Five Instructional Techniques Adult Learners Must Know

Posted by on February 16th, 2017

There is a positive correlation between student learning and motivation. When adult students take ownership of their learning, their motivation increases.

This ownership is achieved in several ways including setting goals, realizing how they personally learn best and identifying relevance of concepts.

Certain instructional techniques have proven effective for this shift in ownership. Among the strategies for adult learners are note-taking, mind maps, role play, case studies and progressive revelation.

  1. Note-taking – Note-taking is a long standing, yet effective instructional method. Taking notes moves students from a passive role into a more active role.
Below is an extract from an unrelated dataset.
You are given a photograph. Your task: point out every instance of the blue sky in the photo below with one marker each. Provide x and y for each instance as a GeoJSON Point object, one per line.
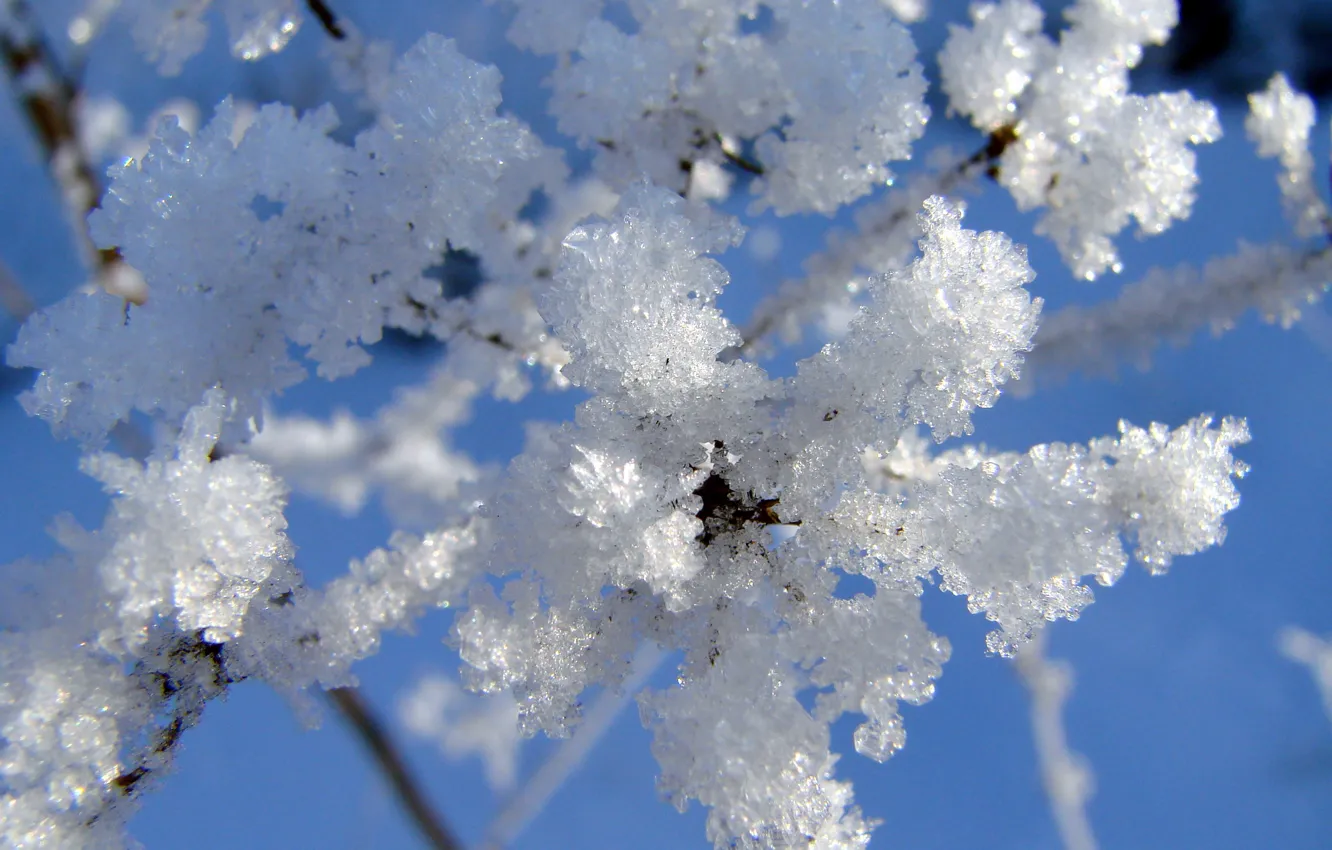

The effort creates a repetition of information in the learner’s mind and provides another resource for student engagement with the concepts.
  2. Mind Maps – Mind mapping is a way to visually sort ideas and information. Though simplistic at first glance, mind maps assist learners with processing large amounts of information more effectively. The structure of mind maps allows students to generate ideas and classify content while avoiding information overload. Students are able to see the big picture of a concept at a glance.
  3. Role Play – Role play is a learner-centered approach. Teachers assign a persona to students in a real-life simulation. Their actions and decisions in the simulation allow them to see how their knowledge impacts a specific context. In addition to the retention of more information, role playing promotes communication skills and draws on prior knowledge. Students are able to prepare for the real-world by making and correcting mistakes during role play.
  4. Case Studies – Case studies are stories designed to enhance critical thinking and decision making skills. Case studies can be real or fictitious, but usually propose a realistic dilemma. Because there is no clear-cut answer, adult learners are forced to use information from their prior experience plus skills learned in the classroom to accomplish the real-life tasks presented.
  5. Progressive Revelation – Progressive revelation is a technique used to show learners one portion of information at a time rather than presenting large overwhelming chunks at once. The technique is especially effective with visual information as it provides an opportunity for students to think and process. Examples of this instructional method are showing one part of a diagram and breaking content up into multiple slides. Progressive revelation helps encode information to long-term memory.

Motivated students learn best. Effective learning strategies boost their success and strengthen their motivation. Strategies like role play and the use of case studies work well for adult learners.

These two learning techniques provide relevance for students. Mind maps, note-taking and progressive revelation promote organization of learned content. By employing these and similar strategies in your classroom, you are encouraging the shift of ownership from instructor to learner.